Naam: Niels Moerke (30)
Woonplaats: Hoogland
Verliefd/verloofd/getrouwd: Getrouwd
Studie: HTS, scheepsbouw, maritieme techniek, TU Delft
Afstudeerrichting: Hydrodynamica
Afstudeerjaar: 2006
Loopbaan: In 2001 liep Niels Moerke zijn hts-stage bij Van Oossanen. In 2003 studeerde hij af op de foil assist. In 2006 sloot Moerke zijn studie op de TU Delft af met de opdacht voor de Hull Vane, de bootspoiler met tien tot twaalf procent minder weerstand, waar Van Oossanen patent op aanvroeg. Moerke werkt fulltime voor Van Oossanen.

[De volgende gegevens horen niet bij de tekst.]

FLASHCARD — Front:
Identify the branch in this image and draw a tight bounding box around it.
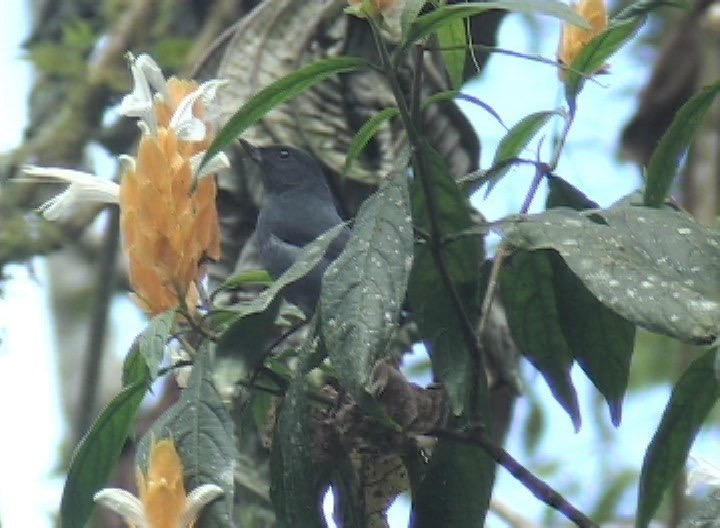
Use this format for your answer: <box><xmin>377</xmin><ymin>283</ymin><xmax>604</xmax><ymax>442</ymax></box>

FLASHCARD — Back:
<box><xmin>433</xmin><ymin>427</ymin><xmax>599</xmax><ymax>528</ymax></box>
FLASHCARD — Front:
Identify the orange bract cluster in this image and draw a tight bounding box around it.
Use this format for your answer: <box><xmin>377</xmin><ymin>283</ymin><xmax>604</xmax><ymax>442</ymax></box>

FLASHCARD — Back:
<box><xmin>558</xmin><ymin>0</ymin><xmax>608</xmax><ymax>74</ymax></box>
<box><xmin>119</xmin><ymin>79</ymin><xmax>220</xmax><ymax>315</ymax></box>
<box><xmin>137</xmin><ymin>439</ymin><xmax>187</xmax><ymax>528</ymax></box>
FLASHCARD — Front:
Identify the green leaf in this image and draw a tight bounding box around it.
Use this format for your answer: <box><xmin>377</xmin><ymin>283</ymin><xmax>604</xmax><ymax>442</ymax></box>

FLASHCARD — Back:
<box><xmin>546</xmin><ymin>174</ymin><xmax>599</xmax><ymax>210</ymax></box>
<box><xmin>138</xmin><ymin>345</ymin><xmax>236</xmax><ymax>528</ymax></box>
<box><xmin>436</xmin><ymin>16</ymin><xmax>467</xmax><ymax>90</ymax></box>
<box><xmin>60</xmin><ymin>315</ymin><xmax>173</xmax><ymax>528</ymax></box>
<box><xmin>201</xmin><ymin>57</ymin><xmax>374</xmax><ymax>170</ymax></box>
<box><xmin>500</xmin><ymin>249</ymin><xmax>581</xmax><ymax>430</ymax></box>
<box><xmin>343</xmin><ymin>107</ymin><xmax>400</xmax><ymax>175</ymax></box>
<box><xmin>502</xmin><ymin>205</ymin><xmax>720</xmax><ymax>344</ymax></box>
<box><xmin>636</xmin><ymin>348</ymin><xmax>720</xmax><ymax>528</ymax></box>
<box><xmin>564</xmin><ymin>17</ymin><xmax>643</xmax><ymax>110</ymax></box>
<box><xmin>60</xmin><ymin>374</ymin><xmax>149</xmax><ymax>528</ymax></box>
<box><xmin>411</xmin><ymin>428</ymin><xmax>495</xmax><ymax>527</ymax></box>
<box><xmin>549</xmin><ymin>252</ymin><xmax>635</xmax><ymax>426</ymax></box>
<box><xmin>613</xmin><ymin>0</ymin><xmax>686</xmax><ymax>21</ymax></box>
<box><xmin>216</xmin><ymin>269</ymin><xmax>273</xmax><ymax>292</ymax></box>
<box><xmin>644</xmin><ymin>81</ymin><xmax>720</xmax><ymax>207</ymax></box>
<box><xmin>219</xmin><ymin>223</ymin><xmax>349</xmax><ymax>320</ymax></box>
<box><xmin>270</xmin><ymin>334</ymin><xmax>327</xmax><ymax>528</ymax></box>
<box><xmin>408</xmin><ymin>141</ymin><xmax>482</xmax><ymax>414</ymax></box>
<box><xmin>484</xmin><ymin>110</ymin><xmax>563</xmax><ymax>197</ymax></box>
<box><xmin>215</xmin><ymin>302</ymin><xmax>280</xmax><ymax>371</ymax></box>
<box><xmin>320</xmin><ymin>173</ymin><xmax>413</xmax><ymax>418</ymax></box>
<box><xmin>402</xmin><ymin>1</ymin><xmax>588</xmax><ymax>52</ymax></box>
<box><xmin>135</xmin><ymin>310</ymin><xmax>175</xmax><ymax>379</ymax></box>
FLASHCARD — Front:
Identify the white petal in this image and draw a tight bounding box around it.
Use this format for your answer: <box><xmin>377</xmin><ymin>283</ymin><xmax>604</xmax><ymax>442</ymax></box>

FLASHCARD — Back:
<box><xmin>94</xmin><ymin>488</ymin><xmax>148</xmax><ymax>527</ymax></box>
<box><xmin>190</xmin><ymin>151</ymin><xmax>230</xmax><ymax>181</ymax></box>
<box><xmin>196</xmin><ymin>79</ymin><xmax>228</xmax><ymax>106</ymax></box>
<box><xmin>179</xmin><ymin>484</ymin><xmax>224</xmax><ymax>527</ymax></box>
<box><xmin>118</xmin><ymin>154</ymin><xmax>136</xmax><ymax>173</ymax></box>
<box><xmin>169</xmin><ymin>80</ymin><xmax>227</xmax><ymax>142</ymax></box>
<box><xmin>135</xmin><ymin>53</ymin><xmax>167</xmax><ymax>99</ymax></box>
<box><xmin>118</xmin><ymin>53</ymin><xmax>157</xmax><ymax>133</ymax></box>
<box><xmin>23</xmin><ymin>165</ymin><xmax>120</xmax><ymax>220</ymax></box>
<box><xmin>118</xmin><ymin>54</ymin><xmax>152</xmax><ymax>117</ymax></box>
<box><xmin>687</xmin><ymin>455</ymin><xmax>720</xmax><ymax>494</ymax></box>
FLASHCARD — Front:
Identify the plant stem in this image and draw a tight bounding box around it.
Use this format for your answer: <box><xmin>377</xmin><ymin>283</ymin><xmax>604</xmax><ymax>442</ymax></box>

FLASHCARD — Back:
<box><xmin>369</xmin><ymin>18</ymin><xmax>486</xmax><ymax>419</ymax></box>
<box><xmin>433</xmin><ymin>428</ymin><xmax>599</xmax><ymax>528</ymax></box>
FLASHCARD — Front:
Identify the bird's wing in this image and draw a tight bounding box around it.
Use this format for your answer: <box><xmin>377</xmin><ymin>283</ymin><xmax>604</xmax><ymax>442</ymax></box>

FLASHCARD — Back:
<box><xmin>259</xmin><ymin>196</ymin><xmax>350</xmax><ymax>259</ymax></box>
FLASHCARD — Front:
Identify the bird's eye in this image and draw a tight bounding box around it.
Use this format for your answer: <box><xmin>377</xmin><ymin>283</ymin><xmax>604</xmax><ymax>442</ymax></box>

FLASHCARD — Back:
<box><xmin>279</xmin><ymin>149</ymin><xmax>290</xmax><ymax>160</ymax></box>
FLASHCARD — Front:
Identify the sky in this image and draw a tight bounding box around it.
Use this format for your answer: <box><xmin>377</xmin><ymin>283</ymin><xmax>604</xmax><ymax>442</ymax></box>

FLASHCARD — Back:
<box><xmin>0</xmin><ymin>3</ymin><xmax>718</xmax><ymax>528</ymax></box>
<box><xmin>0</xmin><ymin>4</ymin><xmax>69</xmax><ymax>528</ymax></box>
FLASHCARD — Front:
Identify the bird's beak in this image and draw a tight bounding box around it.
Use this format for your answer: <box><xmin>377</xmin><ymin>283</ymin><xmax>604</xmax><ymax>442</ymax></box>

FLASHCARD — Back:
<box><xmin>239</xmin><ymin>139</ymin><xmax>262</xmax><ymax>164</ymax></box>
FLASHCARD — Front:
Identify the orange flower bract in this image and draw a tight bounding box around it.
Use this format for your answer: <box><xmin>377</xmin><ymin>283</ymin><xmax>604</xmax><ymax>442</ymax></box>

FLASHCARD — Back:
<box><xmin>137</xmin><ymin>439</ymin><xmax>187</xmax><ymax>528</ymax></box>
<box><xmin>119</xmin><ymin>78</ymin><xmax>221</xmax><ymax>314</ymax></box>
<box><xmin>558</xmin><ymin>0</ymin><xmax>608</xmax><ymax>74</ymax></box>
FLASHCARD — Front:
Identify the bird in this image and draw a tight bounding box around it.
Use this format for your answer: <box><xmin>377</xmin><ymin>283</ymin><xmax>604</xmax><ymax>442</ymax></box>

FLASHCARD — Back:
<box><xmin>241</xmin><ymin>141</ymin><xmax>351</xmax><ymax>316</ymax></box>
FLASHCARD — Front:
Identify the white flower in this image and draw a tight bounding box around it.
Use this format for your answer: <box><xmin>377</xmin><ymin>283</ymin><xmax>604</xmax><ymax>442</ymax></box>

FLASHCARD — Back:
<box><xmin>687</xmin><ymin>455</ymin><xmax>720</xmax><ymax>494</ymax></box>
<box><xmin>119</xmin><ymin>53</ymin><xmax>168</xmax><ymax>132</ymax></box>
<box><xmin>169</xmin><ymin>80</ymin><xmax>228</xmax><ymax>142</ymax></box>
<box><xmin>190</xmin><ymin>150</ymin><xmax>230</xmax><ymax>181</ymax></box>
<box><xmin>23</xmin><ymin>165</ymin><xmax>119</xmax><ymax>220</ymax></box>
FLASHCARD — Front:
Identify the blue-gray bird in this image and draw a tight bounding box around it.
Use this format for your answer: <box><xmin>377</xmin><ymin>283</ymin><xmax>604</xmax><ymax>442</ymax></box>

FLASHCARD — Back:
<box><xmin>242</xmin><ymin>142</ymin><xmax>351</xmax><ymax>315</ymax></box>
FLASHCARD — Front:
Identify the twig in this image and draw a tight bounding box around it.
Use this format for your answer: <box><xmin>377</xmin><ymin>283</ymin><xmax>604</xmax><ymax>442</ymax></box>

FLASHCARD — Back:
<box><xmin>73</xmin><ymin>206</ymin><xmax>120</xmax><ymax>444</ymax></box>
<box><xmin>477</xmin><ymin>109</ymin><xmax>575</xmax><ymax>339</ymax></box>
<box><xmin>433</xmin><ymin>427</ymin><xmax>599</xmax><ymax>528</ymax></box>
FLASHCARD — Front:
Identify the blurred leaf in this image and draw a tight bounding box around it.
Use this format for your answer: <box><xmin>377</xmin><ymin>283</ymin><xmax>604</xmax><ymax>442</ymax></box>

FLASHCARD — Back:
<box><xmin>484</xmin><ymin>110</ymin><xmax>563</xmax><ymax>197</ymax></box>
<box><xmin>546</xmin><ymin>174</ymin><xmax>599</xmax><ymax>210</ymax></box>
<box><xmin>151</xmin><ymin>37</ymin><xmax>194</xmax><ymax>69</ymax></box>
<box><xmin>408</xmin><ymin>141</ymin><xmax>482</xmax><ymax>414</ymax></box>
<box><xmin>410</xmin><ymin>428</ymin><xmax>495</xmax><ymax>527</ymax></box>
<box><xmin>202</xmin><ymin>57</ymin><xmax>373</xmax><ymax>170</ymax></box>
<box><xmin>436</xmin><ymin>16</ymin><xmax>467</xmax><ymax>90</ymax></box>
<box><xmin>62</xmin><ymin>20</ymin><xmax>95</xmax><ymax>50</ymax></box>
<box><xmin>270</xmin><ymin>333</ymin><xmax>327</xmax><ymax>528</ymax></box>
<box><xmin>500</xmin><ymin>249</ymin><xmax>581</xmax><ymax>430</ymax></box>
<box><xmin>644</xmin><ymin>82</ymin><xmax>720</xmax><ymax>207</ymax></box>
<box><xmin>522</xmin><ymin>391</ymin><xmax>546</xmax><ymax>456</ymax></box>
<box><xmin>550</xmin><ymin>252</ymin><xmax>635</xmax><ymax>426</ymax></box>
<box><xmin>138</xmin><ymin>345</ymin><xmax>236</xmax><ymax>528</ymax></box>
<box><xmin>564</xmin><ymin>17</ymin><xmax>642</xmax><ymax>111</ymax></box>
<box><xmin>637</xmin><ymin>348</ymin><xmax>720</xmax><ymax>528</ymax></box>
<box><xmin>402</xmin><ymin>1</ymin><xmax>588</xmax><ymax>53</ymax></box>
<box><xmin>592</xmin><ymin>468</ymin><xmax>636</xmax><ymax>523</ymax></box>
<box><xmin>321</xmin><ymin>172</ymin><xmax>413</xmax><ymax>419</ymax></box>
<box><xmin>502</xmin><ymin>206</ymin><xmax>720</xmax><ymax>344</ymax></box>
<box><xmin>343</xmin><ymin>107</ymin><xmax>399</xmax><ymax>175</ymax></box>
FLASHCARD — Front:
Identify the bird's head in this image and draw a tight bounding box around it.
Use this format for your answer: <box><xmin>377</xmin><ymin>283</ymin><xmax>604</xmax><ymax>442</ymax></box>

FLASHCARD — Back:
<box><xmin>240</xmin><ymin>141</ymin><xmax>327</xmax><ymax>195</ymax></box>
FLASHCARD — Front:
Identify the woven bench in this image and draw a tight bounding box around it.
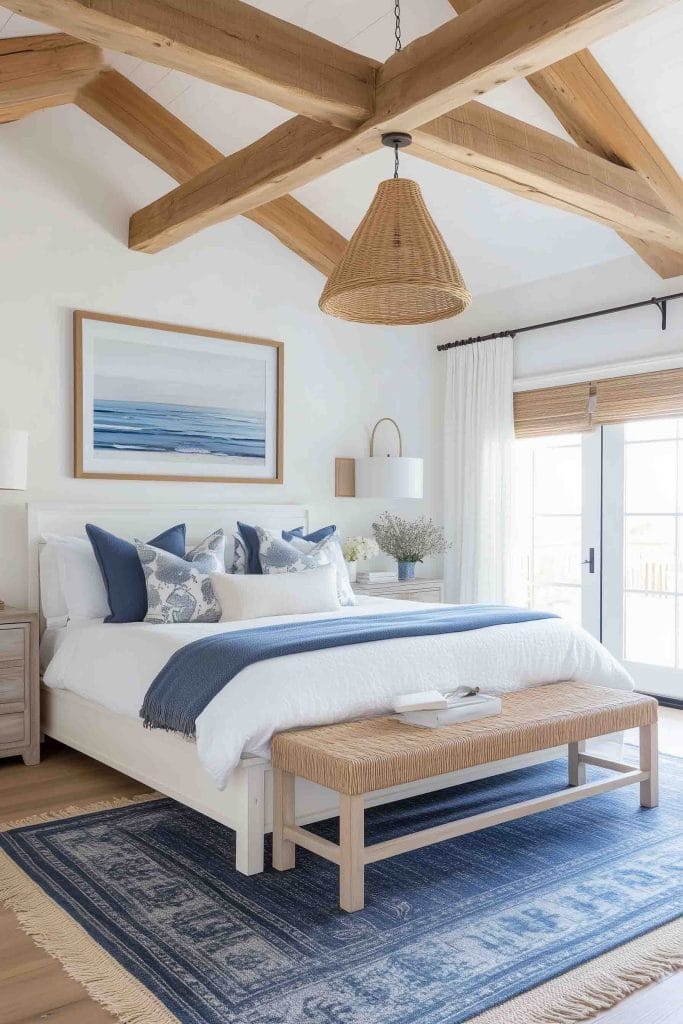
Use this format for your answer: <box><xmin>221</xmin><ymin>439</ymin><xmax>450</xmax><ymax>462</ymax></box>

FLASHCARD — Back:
<box><xmin>271</xmin><ymin>682</ymin><xmax>658</xmax><ymax>912</ymax></box>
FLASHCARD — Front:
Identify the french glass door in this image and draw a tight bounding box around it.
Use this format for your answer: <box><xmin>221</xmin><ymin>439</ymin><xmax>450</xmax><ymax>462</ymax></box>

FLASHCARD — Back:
<box><xmin>510</xmin><ymin>431</ymin><xmax>601</xmax><ymax>639</ymax></box>
<box><xmin>602</xmin><ymin>418</ymin><xmax>683</xmax><ymax>701</ymax></box>
<box><xmin>511</xmin><ymin>418</ymin><xmax>683</xmax><ymax>701</ymax></box>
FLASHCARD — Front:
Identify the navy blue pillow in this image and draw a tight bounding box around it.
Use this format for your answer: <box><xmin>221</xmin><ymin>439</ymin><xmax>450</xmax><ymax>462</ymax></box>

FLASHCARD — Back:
<box><xmin>86</xmin><ymin>523</ymin><xmax>186</xmax><ymax>623</ymax></box>
<box><xmin>282</xmin><ymin>525</ymin><xmax>337</xmax><ymax>543</ymax></box>
<box><xmin>237</xmin><ymin>522</ymin><xmax>336</xmax><ymax>574</ymax></box>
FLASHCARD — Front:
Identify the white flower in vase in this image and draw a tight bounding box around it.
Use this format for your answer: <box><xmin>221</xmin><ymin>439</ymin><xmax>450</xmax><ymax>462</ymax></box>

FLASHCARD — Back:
<box><xmin>342</xmin><ymin>536</ymin><xmax>380</xmax><ymax>582</ymax></box>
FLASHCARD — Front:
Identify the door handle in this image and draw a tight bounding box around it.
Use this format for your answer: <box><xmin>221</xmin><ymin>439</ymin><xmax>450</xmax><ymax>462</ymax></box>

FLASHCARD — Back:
<box><xmin>582</xmin><ymin>547</ymin><xmax>595</xmax><ymax>574</ymax></box>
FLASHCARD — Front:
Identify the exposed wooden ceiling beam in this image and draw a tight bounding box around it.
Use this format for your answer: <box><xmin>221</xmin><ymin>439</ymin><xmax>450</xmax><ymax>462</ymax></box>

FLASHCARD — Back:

Het houten balkenplafond waaronder Niels Moerke werkt, hangt vol met ranke, gestroomlijnde bootrompen. Bij elk bootdeel dat hij aanwijst beginnen zijn ogen te glimmen en vertelt hij een verhaal over de hydrodynamica en berekeningen voor minder weerstand in het water. Moerke leeft op bij de uitleg over verbeteringen van traditionele Lemsteraken en luxe motorjachten.
Moerke puzzelde bijvoorbeeld onlangs op het ontwerp van een aluminium motorboot. “Een klant wilde een boot waarmee hij snel van het IJsselmeer naar Amsterdam kon varen om naar het theater te gaan. In de grachten moesten er weinig golven van zijn boot afkomen, maar buiten de grachten wilde hij het gas erop, snel gaan. Een lastige combinatie.” Een boot ontworpen voor lage snelheden kan niet over de golven scheren, en een snelle boot maakt veel golven bij lage snelheden.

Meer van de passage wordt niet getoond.